If you've paid attention to the effort of the fission industry to reinvent itself as "the solution to global warming" you'll know that the cost is so high, and the risk of default so great, that there seems
no chance that these plants can be built as a market based project. This article from Nuclear Energy Industry Insider sums up well and with pride the solutions the fission industry has found at Vogtle (S. Carolina project site) to use as a blueprint for the revival of industry.

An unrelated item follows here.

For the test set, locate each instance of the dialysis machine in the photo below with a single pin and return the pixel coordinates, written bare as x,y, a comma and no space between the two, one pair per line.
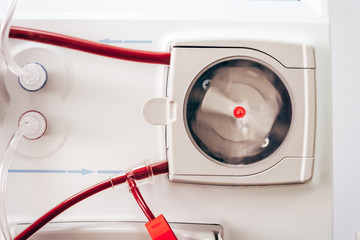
233,98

Nuclear Energy Industry Insider Industry InsightPlant Vogtle: An industry blueprint in the making?24 October 2010
Rebuilding nuclear energy units in the US is a mighy feat. In this edition we look at the progress of Southern Company's Plant Vogtle project in the US state of Georgia. Alison Ebbage finds out why a solid EPC contract and a Senate bill have had a lot to do with why this project could become a promising industry blueprint....
By Alison Ebbage
http://analysis.nuclearenergyinsider.com/industry-insight/plant-vogtle-industry-blueprint-making What you will find in this article is a plan that transfers all financial risks away from the investor and onto the public. All of it that is except perhaps 1/4 to 3%. It doesn't matter what happens, those who get all the money if they build it will lose nothing if they fail to build it; or fail to build it for the price they promised; or fail to build it within the time promised.

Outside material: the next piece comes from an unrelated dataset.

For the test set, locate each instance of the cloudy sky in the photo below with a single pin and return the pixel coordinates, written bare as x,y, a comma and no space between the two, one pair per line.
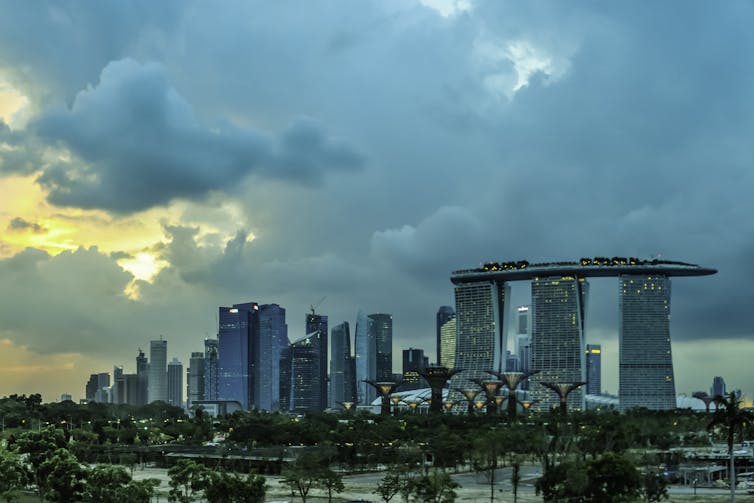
160,159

It was my understanding from the MIT report that the goal of this policy endeavor was to prove the economic viability of merchant plants. The promise was that with "cost sharing" (that is the term for transferred risk) by the Federal govt for the first couple or three reactors, they would be able to attract the capital needed without further help.
Is that the lesson the Nuclear Energy Industry Insider writer is taking away from the "cost sharing" that is underway? Is that what it sounds like anybody?
Next, as an added reason to appreciate the political skill of the fission industry, we could discuss the way they have, by law, dramatically curtailed the rights of the judicial, legislative and most administrative authorities to act in the public's behalf. It reminds me a lot of the way the new governor of PA has structured his energy regulatory authority by making all legal and regulatory challenges go though his hand picked special regulator and then giving that special regulator the authority to over-rule anyone.
Vogtle...
I wonder if that is also a town on Vogsphere? There is certainly something Vogon-ish about their single-minded drive to build this plant.